Au maternel foyer rien ne l’a retenu.
Ni le berceau natal, ni l’attrait ingénu
Des premiers jeux au fond du verger qui s’afflige.
Triste fleur par l’orage arrachée à sa tige,
Il vivra désormais languissant et flétri
Loin du sol qui l’avait si tendrement nourri,
Où prospérait sa race enracinée et forte ;
Puis, au hasard roulé par le vent qui l’emporte.

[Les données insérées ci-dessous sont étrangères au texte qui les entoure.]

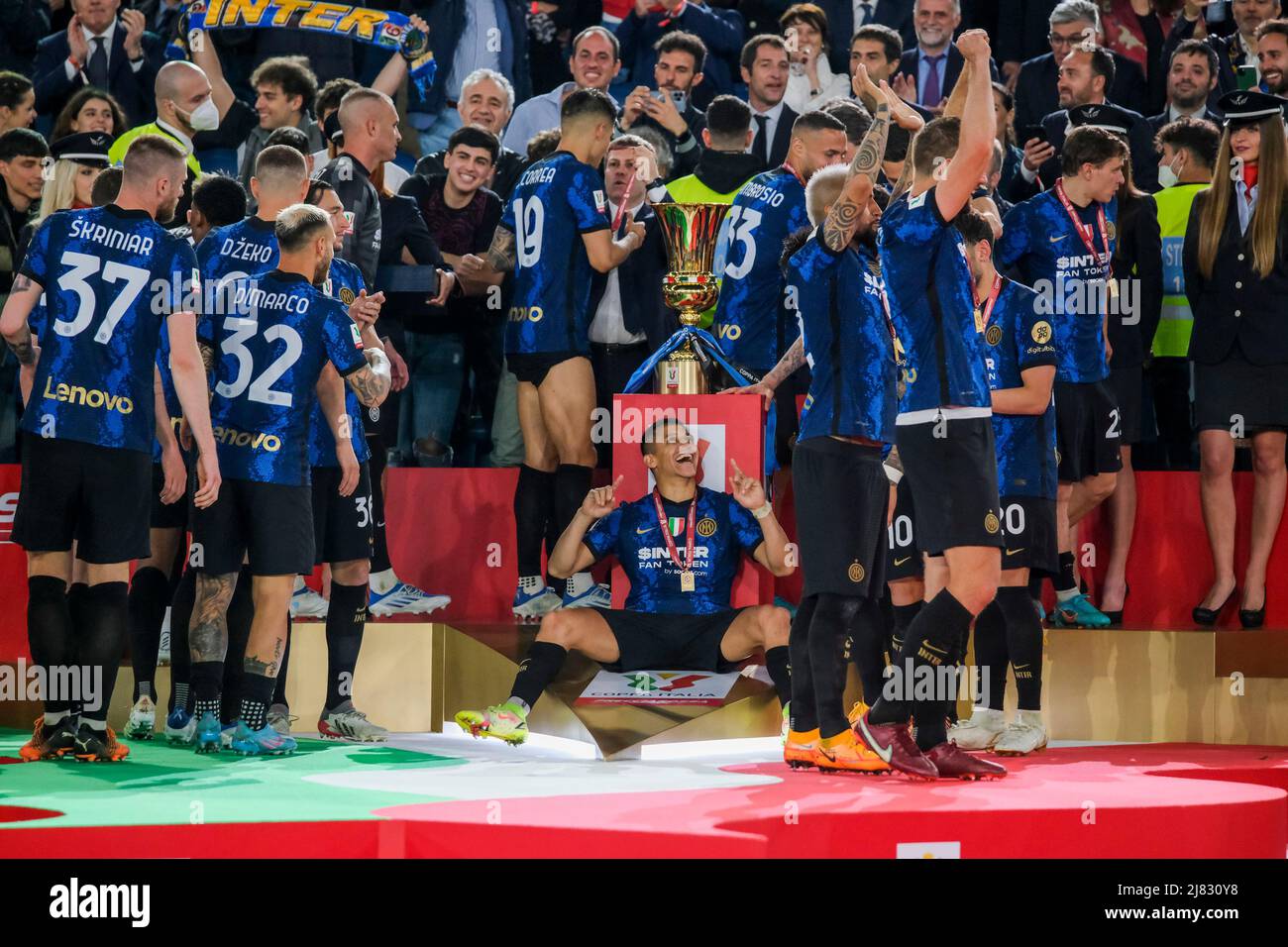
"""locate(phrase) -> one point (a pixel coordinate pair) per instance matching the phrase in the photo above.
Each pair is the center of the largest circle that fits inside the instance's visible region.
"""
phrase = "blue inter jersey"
(1039, 240)
(725, 531)
(751, 322)
(231, 258)
(344, 282)
(848, 343)
(1019, 337)
(553, 205)
(931, 298)
(267, 375)
(110, 278)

Sans solide soutien, ni tutélaire appui,
Il sera dans l’air lourd des villes aujourd’hui
Un de ceux dont se meurt l’ancienne et fière souche.
Dieux agrestes, veuillez que cet appel le touche
Et que, transfuge ingrat, volontaire exilé,
Quelque jour il retourne au logis consolé.
Veuillez, agrestes Dieux, que ces vers aient le charme
De ramener l’absent au vieux toit qui s’alarme,
Pour qu’il y continue, obscur, mais sans remords,
L’humble tradition qu’ont transmise les morts.
Et qu’enfin, retrouvant l’infaillible équilibre.
De l’esclave avili renaisse un homme libre.